Thinking about image making and life, reminds me of “Muted Arms, Touched Nature” (Armas Mudas, Naturaleza Tocada), a video art piece I made and that was selected for the Media Art section of the symposium. Creating this piece gave me the opportunity of working with archival material I found in YouTube while researching the audiovisual memory of the Colombian conflict some years ago.

Muted Arms, Touched Nature builds on the media memories of the Colombian armed conflict that are produced in the battlefield and are archived on the YouTube platform. Using segments from non-professional digital videos recorded by soldiers at the frontlines, this piece offers a reflection on how the natural landscape has been witnessed from the fighters’ point of view.
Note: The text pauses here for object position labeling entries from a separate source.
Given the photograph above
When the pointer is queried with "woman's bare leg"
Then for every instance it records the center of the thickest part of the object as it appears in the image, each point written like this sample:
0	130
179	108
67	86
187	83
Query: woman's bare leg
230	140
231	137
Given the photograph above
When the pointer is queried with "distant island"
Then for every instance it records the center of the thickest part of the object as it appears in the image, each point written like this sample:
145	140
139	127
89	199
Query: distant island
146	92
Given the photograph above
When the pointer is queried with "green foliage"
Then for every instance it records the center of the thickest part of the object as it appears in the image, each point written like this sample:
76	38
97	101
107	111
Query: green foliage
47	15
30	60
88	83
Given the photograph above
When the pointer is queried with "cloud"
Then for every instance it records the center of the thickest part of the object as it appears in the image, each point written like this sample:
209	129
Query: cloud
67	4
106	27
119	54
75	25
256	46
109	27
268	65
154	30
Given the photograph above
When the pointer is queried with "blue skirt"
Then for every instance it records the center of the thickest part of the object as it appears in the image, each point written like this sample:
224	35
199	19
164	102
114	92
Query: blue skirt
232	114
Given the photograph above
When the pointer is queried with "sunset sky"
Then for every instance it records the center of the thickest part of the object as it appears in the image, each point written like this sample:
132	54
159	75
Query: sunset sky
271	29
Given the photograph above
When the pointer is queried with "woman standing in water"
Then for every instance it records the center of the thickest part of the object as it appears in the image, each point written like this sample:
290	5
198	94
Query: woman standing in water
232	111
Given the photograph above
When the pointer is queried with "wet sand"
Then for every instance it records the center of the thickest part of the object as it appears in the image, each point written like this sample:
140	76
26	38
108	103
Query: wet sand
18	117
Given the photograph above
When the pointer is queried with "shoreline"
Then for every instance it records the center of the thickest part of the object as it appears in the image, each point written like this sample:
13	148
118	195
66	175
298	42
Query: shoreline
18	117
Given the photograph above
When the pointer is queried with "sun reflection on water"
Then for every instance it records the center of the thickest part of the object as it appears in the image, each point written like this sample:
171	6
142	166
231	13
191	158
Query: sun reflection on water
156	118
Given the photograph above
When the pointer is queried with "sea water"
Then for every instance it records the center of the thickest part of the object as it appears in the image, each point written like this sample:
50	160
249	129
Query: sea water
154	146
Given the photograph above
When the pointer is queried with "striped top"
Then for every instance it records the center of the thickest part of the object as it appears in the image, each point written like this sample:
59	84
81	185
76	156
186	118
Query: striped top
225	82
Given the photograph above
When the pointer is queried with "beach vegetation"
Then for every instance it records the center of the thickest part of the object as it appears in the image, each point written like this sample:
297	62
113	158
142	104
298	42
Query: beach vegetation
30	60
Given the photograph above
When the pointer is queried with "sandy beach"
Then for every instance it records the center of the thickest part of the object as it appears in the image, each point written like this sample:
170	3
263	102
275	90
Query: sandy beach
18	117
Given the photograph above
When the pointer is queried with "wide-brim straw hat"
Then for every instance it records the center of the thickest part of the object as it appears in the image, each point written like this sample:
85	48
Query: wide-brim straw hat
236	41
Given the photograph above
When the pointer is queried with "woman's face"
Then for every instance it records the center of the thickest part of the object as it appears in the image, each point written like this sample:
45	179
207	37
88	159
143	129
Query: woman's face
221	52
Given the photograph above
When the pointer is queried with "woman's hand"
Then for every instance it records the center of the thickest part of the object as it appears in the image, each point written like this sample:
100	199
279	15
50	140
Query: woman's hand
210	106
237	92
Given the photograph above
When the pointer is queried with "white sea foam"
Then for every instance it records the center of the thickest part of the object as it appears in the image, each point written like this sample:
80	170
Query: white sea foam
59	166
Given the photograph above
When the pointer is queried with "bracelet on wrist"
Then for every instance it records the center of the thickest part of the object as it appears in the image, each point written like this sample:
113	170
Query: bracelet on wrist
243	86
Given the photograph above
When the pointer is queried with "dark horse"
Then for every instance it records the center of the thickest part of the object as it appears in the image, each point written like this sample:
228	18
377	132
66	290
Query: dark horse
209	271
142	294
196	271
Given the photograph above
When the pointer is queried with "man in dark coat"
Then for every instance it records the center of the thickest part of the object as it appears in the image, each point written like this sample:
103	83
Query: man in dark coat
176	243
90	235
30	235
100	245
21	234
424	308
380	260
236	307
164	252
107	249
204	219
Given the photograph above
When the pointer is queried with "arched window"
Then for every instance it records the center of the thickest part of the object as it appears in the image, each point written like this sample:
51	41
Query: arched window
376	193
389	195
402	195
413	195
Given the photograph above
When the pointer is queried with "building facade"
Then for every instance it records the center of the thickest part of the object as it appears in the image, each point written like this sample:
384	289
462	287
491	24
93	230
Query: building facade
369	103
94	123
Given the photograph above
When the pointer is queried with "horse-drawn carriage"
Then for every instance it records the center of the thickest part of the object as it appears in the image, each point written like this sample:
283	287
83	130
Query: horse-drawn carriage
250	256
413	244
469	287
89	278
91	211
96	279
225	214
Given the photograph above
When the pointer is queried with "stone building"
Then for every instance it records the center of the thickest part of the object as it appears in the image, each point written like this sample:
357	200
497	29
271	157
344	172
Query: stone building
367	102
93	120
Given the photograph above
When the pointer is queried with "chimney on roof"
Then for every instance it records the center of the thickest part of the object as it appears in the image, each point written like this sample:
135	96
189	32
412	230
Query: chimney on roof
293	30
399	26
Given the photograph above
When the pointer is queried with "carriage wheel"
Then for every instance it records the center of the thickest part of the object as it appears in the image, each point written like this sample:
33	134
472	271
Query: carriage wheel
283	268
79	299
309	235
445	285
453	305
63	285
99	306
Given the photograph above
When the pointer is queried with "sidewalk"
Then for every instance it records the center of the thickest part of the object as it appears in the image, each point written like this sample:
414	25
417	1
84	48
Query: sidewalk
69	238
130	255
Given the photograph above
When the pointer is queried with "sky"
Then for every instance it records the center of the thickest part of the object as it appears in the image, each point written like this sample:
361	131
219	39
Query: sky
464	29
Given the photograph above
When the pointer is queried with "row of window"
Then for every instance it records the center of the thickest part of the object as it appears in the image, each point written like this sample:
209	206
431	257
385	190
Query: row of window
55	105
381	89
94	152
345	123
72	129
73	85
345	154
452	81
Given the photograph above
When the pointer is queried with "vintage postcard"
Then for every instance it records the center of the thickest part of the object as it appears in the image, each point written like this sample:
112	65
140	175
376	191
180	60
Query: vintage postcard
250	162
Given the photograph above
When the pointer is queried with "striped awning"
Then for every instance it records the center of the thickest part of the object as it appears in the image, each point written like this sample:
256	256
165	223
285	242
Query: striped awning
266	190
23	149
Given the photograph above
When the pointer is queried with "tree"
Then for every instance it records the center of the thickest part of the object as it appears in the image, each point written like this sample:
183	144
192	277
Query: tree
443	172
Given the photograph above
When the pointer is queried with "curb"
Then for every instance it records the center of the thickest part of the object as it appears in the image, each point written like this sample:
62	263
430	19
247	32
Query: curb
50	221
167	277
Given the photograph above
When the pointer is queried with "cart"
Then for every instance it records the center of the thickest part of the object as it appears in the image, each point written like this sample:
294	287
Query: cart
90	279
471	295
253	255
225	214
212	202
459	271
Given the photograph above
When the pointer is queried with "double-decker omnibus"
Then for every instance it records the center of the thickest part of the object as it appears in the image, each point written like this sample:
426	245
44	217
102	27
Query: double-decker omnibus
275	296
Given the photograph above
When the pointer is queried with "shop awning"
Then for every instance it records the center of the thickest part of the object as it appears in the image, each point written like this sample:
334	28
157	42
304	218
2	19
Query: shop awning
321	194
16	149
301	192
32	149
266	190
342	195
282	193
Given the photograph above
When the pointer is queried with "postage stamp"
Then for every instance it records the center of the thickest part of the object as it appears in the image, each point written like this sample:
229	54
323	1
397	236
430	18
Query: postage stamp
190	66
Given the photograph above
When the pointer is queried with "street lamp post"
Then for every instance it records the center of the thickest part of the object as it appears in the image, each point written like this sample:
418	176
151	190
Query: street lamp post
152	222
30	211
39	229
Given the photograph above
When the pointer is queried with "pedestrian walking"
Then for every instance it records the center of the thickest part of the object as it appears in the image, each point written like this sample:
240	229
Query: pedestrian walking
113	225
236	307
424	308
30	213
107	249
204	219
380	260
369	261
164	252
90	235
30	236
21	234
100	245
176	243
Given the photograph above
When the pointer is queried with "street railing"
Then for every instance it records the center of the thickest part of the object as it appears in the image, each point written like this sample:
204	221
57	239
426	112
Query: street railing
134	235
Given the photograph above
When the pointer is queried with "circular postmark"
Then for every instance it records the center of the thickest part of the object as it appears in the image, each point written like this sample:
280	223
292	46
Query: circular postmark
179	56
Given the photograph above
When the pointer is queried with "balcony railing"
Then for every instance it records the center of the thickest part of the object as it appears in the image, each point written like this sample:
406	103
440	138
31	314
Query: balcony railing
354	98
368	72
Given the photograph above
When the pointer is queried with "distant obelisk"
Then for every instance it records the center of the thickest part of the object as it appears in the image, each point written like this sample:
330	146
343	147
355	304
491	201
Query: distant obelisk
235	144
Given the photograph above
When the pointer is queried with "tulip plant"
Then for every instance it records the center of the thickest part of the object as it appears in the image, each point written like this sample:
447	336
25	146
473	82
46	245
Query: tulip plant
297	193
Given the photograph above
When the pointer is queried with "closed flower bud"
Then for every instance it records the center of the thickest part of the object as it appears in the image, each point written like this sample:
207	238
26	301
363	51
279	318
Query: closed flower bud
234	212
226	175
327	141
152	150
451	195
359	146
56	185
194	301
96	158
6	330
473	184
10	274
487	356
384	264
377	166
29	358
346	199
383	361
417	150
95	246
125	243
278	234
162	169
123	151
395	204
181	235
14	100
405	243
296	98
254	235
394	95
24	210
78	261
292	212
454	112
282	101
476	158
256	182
By editing out all the combat action and leaving only the elements of the natural landscape in Muted Arms, Touched Nature, I intended to bring to the fore the visual imagery of Colombian biodiviersity that has been disrupted and outraged by the armed conflict. The video is a remix of audiovisual memories of war in which the sound of the original materials have been muted and replaced by a lyrical soundtrack from a public domain record of Bach’s Air Suite in No.3 in D major.
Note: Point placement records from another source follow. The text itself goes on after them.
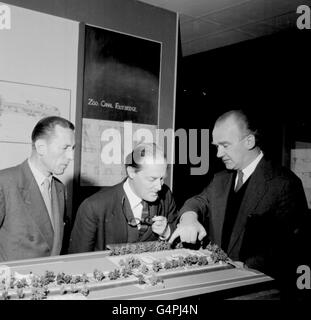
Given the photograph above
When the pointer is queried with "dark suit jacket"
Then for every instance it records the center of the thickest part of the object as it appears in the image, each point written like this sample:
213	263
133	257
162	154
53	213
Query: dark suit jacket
269	221
25	227
101	219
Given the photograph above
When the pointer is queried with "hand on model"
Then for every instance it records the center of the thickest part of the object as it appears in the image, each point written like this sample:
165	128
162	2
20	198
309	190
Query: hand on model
189	229
160	226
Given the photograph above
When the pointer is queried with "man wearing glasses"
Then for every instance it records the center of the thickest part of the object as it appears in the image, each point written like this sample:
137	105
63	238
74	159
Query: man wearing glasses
141	208
254	210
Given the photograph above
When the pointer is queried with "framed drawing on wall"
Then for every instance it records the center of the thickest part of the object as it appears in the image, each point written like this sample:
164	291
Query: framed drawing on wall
121	87
21	107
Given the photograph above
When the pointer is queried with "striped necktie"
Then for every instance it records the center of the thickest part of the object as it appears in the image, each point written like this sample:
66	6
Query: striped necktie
144	214
46	186
240	181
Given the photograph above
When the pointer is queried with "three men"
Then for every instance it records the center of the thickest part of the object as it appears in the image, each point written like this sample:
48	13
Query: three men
140	209
32	199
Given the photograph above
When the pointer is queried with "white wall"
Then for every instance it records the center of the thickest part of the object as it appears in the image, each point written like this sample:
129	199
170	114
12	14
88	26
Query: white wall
39	49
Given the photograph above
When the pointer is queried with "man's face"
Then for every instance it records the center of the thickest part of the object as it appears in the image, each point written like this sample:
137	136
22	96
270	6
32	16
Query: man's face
147	182
231	144
58	150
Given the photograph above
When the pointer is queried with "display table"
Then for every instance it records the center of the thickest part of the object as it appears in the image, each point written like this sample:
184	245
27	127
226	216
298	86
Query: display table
176	285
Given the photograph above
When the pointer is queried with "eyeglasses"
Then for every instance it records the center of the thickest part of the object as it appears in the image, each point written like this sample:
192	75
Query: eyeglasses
134	222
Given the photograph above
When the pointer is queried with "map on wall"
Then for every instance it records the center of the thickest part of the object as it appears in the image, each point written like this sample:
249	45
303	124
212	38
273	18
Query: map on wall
21	107
104	145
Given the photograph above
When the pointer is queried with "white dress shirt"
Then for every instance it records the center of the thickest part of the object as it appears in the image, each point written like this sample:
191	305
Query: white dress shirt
134	200
40	177
250	168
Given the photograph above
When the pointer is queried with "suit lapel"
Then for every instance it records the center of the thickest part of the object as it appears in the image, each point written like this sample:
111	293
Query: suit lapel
35	205
153	211
221	200
254	193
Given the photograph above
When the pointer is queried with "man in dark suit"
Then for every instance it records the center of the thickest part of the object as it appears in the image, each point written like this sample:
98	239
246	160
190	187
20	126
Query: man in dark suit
254	210
140	209
32	200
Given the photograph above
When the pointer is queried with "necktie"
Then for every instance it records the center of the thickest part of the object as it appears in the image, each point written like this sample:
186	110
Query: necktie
240	181
47	198
144	215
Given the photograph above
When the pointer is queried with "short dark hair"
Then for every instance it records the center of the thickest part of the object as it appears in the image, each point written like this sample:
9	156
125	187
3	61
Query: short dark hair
46	126
140	153
247	123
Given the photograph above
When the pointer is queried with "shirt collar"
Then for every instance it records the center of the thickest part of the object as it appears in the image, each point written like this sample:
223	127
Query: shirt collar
132	197
251	167
38	175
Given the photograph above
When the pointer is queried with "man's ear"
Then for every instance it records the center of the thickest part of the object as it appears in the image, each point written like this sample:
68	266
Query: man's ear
131	172
250	141
40	146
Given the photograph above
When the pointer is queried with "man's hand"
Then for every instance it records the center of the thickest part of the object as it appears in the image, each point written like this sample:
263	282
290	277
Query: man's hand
189	229
159	225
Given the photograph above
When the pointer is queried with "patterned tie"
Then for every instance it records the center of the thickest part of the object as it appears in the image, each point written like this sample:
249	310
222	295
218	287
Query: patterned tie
240	181
144	214
47	198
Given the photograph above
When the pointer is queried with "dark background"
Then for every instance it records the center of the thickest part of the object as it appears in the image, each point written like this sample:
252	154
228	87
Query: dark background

Finally, the ISEA/International Image Festival became a hub for connecting several art and technology initiatives from Colombia and Latin America. I was surprised by the amount of projects that are emerging in rural areas and that foster community building through media creation and co-design processes. Rural Scapes in Brasil, Transmestizx in Equador, and MinkaLab in Colombia revealed the potential that bringing together farmers, indigenous people, artists, and activists can have for connecting rural areas to wider global networks. Likewise, several urban collectives like Gambiologia in Brasil, and ToyLab (Laboratorio del Juguete) en Argentina are fostering spaces for exploring creative, playful, and mestizo/hybrid uses of technology re-purposing old analogue devices, trash, and other recycled materials.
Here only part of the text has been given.